Из записной книжки московского старожила: Гоголь и Московский университет

Николай Васильевич Гоголь не учился в Московском университете, не занимал там никакой кафедры, хотя одно время этого желал. В 1834 году он раздумывал, искать ли ему кафедры всеобщей истории во вновь открывшемся тогда Киевском университете Святого Владимира - по совету М. А. Максимовича - или адъюнкт-профессуры в Московском университете, как рекомендовал М. П. Погодин. Из переписки Гоголя с последним мы знаем, что он действительно имел намерение стать адъюнкт-профессором Московского университета

Н.В. Гоголь. Литография с рисунка Э.А. Дмитриева-Мамонова. 1852 год

И в письме к А. С. Пушкину от 23 декабря 1833 года Гоголь замечал, что ему предлагали место в Московском университете. Однако не вышло ни того, ни другого, - на деле подучилось третье: министр народного просвещения граф Сергей Семенович Уваров предложил Гоголю профессуру по кафедре всеобщей истории при Петербургском университете, и тот из Петербурга не уехал.

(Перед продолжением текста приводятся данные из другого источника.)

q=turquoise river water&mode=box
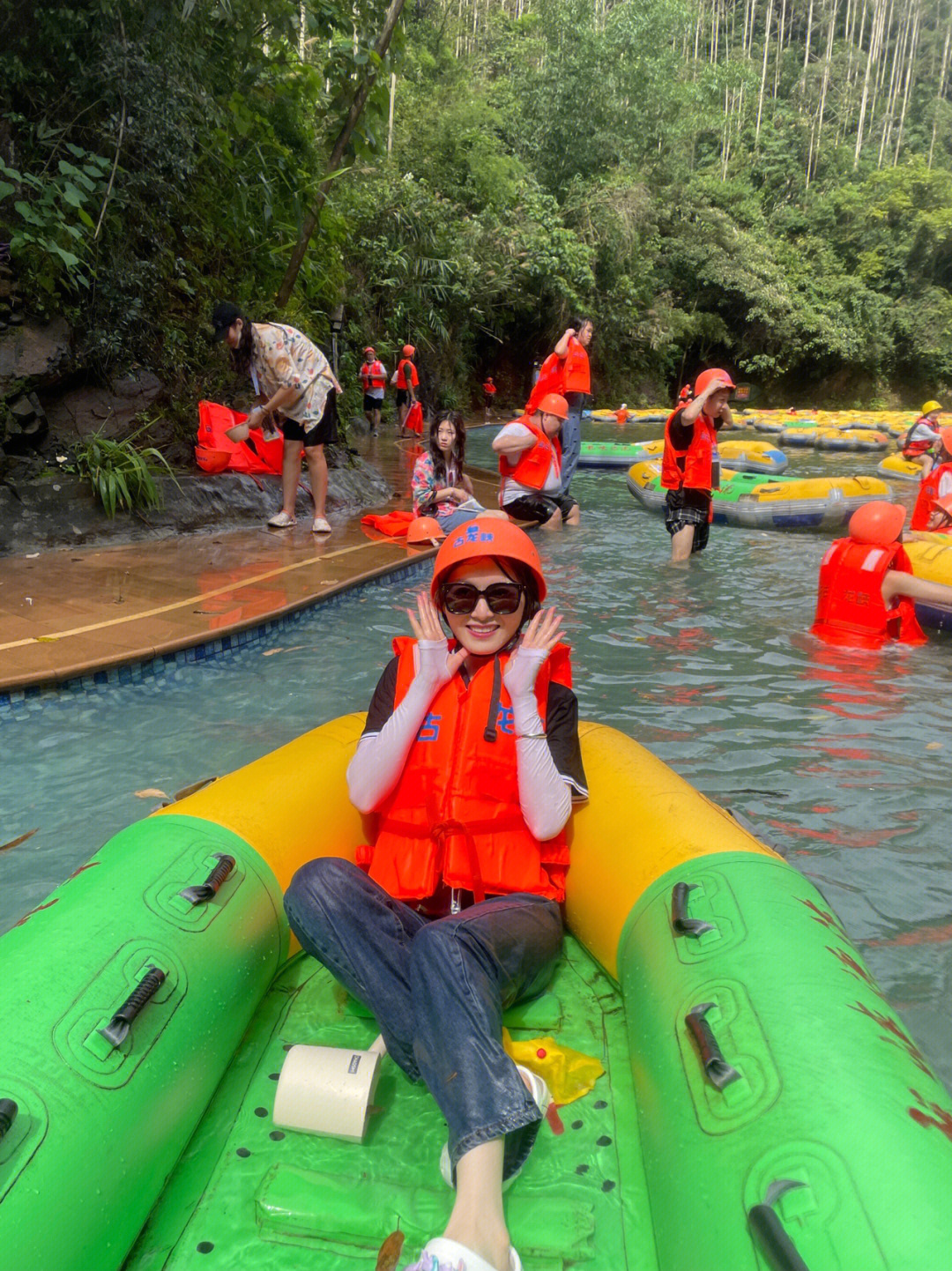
[0,425,952,1087]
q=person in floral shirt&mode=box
[211,302,343,534]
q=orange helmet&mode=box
[536,393,569,421]
[849,500,906,548]
[694,366,736,397]
[429,516,547,601]
[406,516,446,543]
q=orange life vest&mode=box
[397,357,420,390]
[500,414,562,489]
[661,406,717,489]
[357,636,572,901]
[563,336,591,393]
[909,463,952,530]
[810,539,926,648]
[526,353,566,414]
[360,361,386,391]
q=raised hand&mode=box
[406,591,466,693]
[502,609,562,702]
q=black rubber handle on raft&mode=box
[747,1205,810,1271]
[671,882,714,940]
[99,966,165,1046]
[0,1099,19,1140]
[684,1001,741,1090]
[179,851,235,905]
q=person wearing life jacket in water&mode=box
[393,345,420,436]
[483,375,495,422]
[810,501,952,648]
[493,393,580,530]
[359,345,386,437]
[285,518,587,1271]
[909,427,952,530]
[661,368,733,564]
[555,318,595,494]
[900,402,941,477]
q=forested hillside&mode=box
[0,0,952,405]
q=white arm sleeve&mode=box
[347,641,446,812]
[512,691,572,840]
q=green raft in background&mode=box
[0,717,952,1271]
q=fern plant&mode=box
[72,428,178,517]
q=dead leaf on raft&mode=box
[375,1231,405,1271]
[0,826,40,851]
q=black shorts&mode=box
[502,494,578,525]
[665,489,710,552]
[281,389,337,446]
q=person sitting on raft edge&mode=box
[909,427,952,530]
[661,368,734,564]
[898,402,941,477]
[810,500,952,648]
[492,393,580,530]
[285,518,587,1271]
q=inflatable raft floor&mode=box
[123,937,645,1271]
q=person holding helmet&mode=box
[909,427,952,530]
[493,393,580,530]
[661,368,734,564]
[898,402,941,477]
[359,345,386,437]
[285,518,587,1271]
[810,500,952,648]
[393,345,420,436]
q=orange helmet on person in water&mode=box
[429,516,547,601]
[406,516,446,544]
[536,393,569,420]
[694,366,737,397]
[849,498,906,548]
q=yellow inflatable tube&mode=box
[155,714,776,977]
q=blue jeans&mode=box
[285,857,563,1178]
[562,393,586,494]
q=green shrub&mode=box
[72,428,178,516]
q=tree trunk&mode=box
[754,0,772,149]
[929,18,952,167]
[276,0,403,308]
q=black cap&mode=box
[211,300,242,340]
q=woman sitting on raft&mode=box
[285,517,587,1271]
[810,501,952,648]
[411,411,500,534]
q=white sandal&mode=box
[406,1236,523,1271]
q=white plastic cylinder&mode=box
[274,1046,382,1142]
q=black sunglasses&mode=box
[441,582,524,613]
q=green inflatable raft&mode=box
[0,716,952,1271]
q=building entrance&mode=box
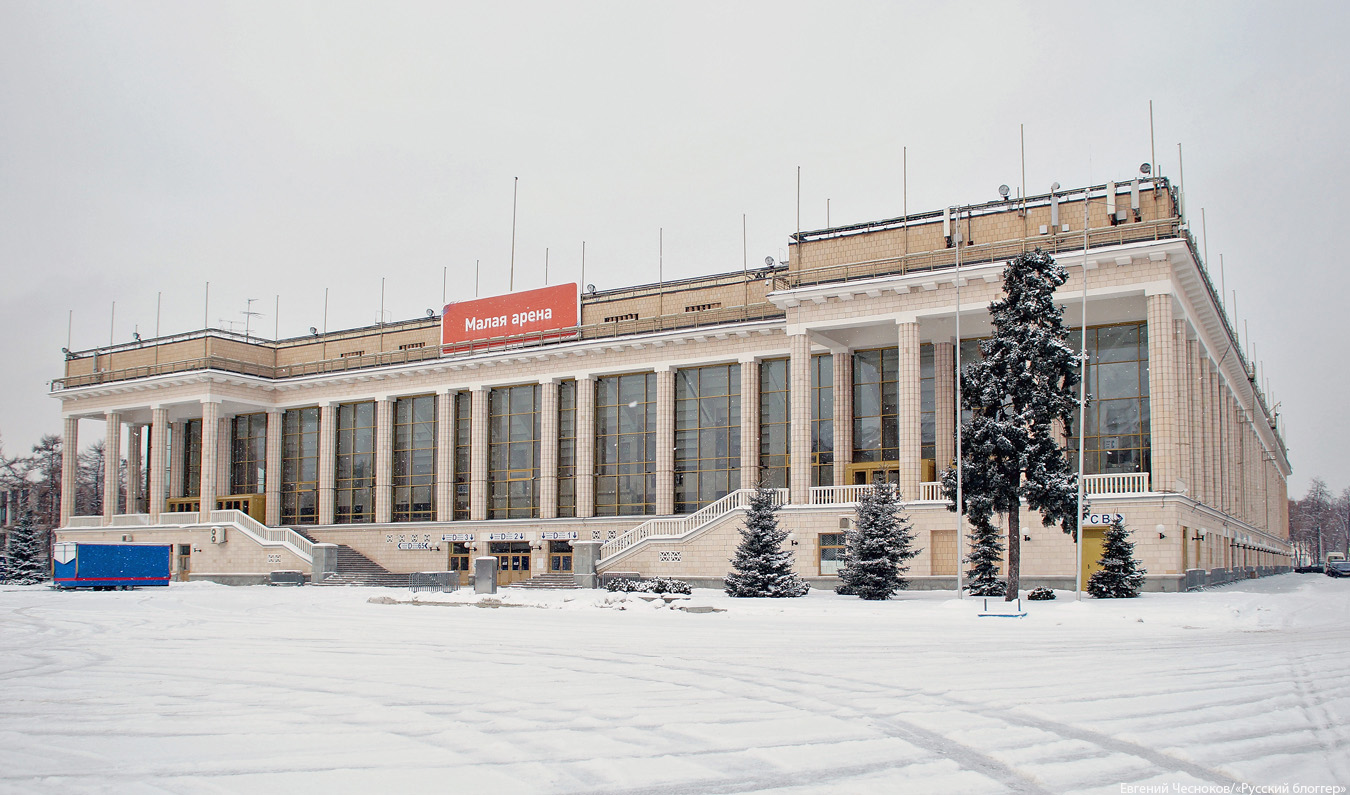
[177,544,192,583]
[448,541,471,576]
[1079,528,1106,590]
[487,541,531,586]
[848,462,900,486]
[548,541,572,574]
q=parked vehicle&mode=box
[1326,552,1350,576]
[51,541,173,591]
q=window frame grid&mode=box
[390,394,437,522]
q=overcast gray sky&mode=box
[0,0,1350,495]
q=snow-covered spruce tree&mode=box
[834,483,919,599]
[5,510,47,586]
[944,248,1079,601]
[722,486,810,597]
[963,504,1008,597]
[1088,517,1148,599]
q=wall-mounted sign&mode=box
[440,282,579,346]
[1083,513,1125,526]
[487,533,525,541]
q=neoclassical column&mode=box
[375,397,394,522]
[933,341,955,478]
[201,400,220,520]
[263,409,286,526]
[1187,340,1210,503]
[169,421,188,497]
[147,406,169,524]
[1145,293,1180,491]
[656,366,675,516]
[319,401,338,525]
[1173,320,1196,497]
[127,422,144,513]
[895,320,923,501]
[826,350,853,486]
[216,417,235,497]
[787,333,811,505]
[103,412,122,525]
[539,378,560,518]
[576,375,595,518]
[740,356,760,489]
[61,416,80,526]
[436,390,455,522]
[468,387,490,522]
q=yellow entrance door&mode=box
[177,544,192,583]
[929,530,957,576]
[548,541,572,574]
[1079,528,1106,590]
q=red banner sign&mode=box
[440,283,579,346]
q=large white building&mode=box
[53,178,1289,590]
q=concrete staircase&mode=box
[502,574,581,588]
[296,528,408,588]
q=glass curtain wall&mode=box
[281,406,319,525]
[182,420,201,494]
[333,401,375,525]
[675,364,741,513]
[919,343,937,483]
[558,381,576,517]
[390,394,436,522]
[761,359,788,489]
[230,414,267,494]
[487,383,540,518]
[452,391,474,521]
[811,354,834,486]
[595,373,656,516]
[1068,323,1152,475]
[853,348,900,463]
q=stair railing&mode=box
[599,489,787,561]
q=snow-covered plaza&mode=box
[0,574,1350,794]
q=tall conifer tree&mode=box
[836,483,919,599]
[1088,514,1148,599]
[944,248,1079,601]
[722,486,810,597]
[5,510,47,586]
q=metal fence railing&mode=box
[408,571,459,594]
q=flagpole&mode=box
[955,209,965,599]
[1073,185,1092,593]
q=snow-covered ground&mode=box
[0,575,1350,794]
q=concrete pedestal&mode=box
[474,555,497,594]
[309,544,338,583]
[572,541,603,588]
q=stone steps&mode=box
[502,574,581,588]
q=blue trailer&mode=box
[51,541,173,590]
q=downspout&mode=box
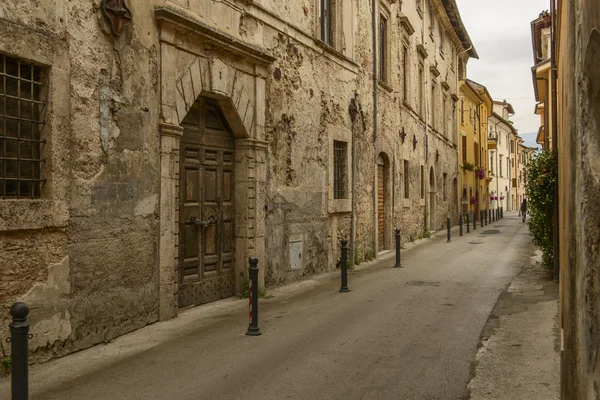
[349,93,365,265]
[473,101,483,221]
[371,0,378,256]
[535,77,550,150]
[550,0,560,282]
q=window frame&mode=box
[0,53,49,201]
[404,160,410,199]
[421,165,425,199]
[327,125,352,214]
[417,62,425,118]
[402,43,410,102]
[317,0,337,48]
[0,24,75,232]
[377,8,391,85]
[333,140,348,200]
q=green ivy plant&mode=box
[463,162,475,171]
[525,150,558,268]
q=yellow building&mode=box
[458,79,493,220]
[548,0,600,394]
[531,11,554,150]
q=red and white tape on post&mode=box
[248,277,252,325]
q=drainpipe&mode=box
[550,0,560,282]
[392,138,398,231]
[535,77,550,150]
[371,0,378,256]
[349,93,365,264]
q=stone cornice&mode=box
[158,123,183,139]
[235,138,269,151]
[398,12,415,36]
[154,3,275,65]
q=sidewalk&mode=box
[0,223,458,399]
[468,245,560,400]
[0,214,558,400]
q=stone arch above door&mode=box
[155,3,274,320]
[161,56,256,138]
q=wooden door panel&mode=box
[377,165,385,251]
[179,100,235,307]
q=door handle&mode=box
[190,215,217,228]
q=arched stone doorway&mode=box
[178,97,235,307]
[155,6,274,320]
[428,167,436,232]
[377,153,391,252]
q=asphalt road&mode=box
[33,214,533,400]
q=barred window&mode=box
[404,160,410,199]
[333,140,348,199]
[319,0,333,46]
[0,54,46,199]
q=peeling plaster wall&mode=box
[0,0,459,360]
[557,1,600,400]
[0,0,159,360]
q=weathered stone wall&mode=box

И все же Московский университет в судьбе Гоголя оставил заметный след. Вспомним о том огромном влиянии, которое университет оказывал в 1830-1840-е годы на культурно-общественную и литературную жизнь России. «Московские студенты, - пишет в своих воспоминаниях о Гоголе Сергей Тимофеевич Аксаков, - все пришли от него в восхищение и первые распространили в Москве громкую молву о новом великом таланте». В числе этих студентов были Лермонтов, Гончаров, Тургенев, Герцен, Огарев, Станкевич, Белинский. Уже в 1835 году Белинский провозгласил Гоголя «главою литературы, главою поэтов».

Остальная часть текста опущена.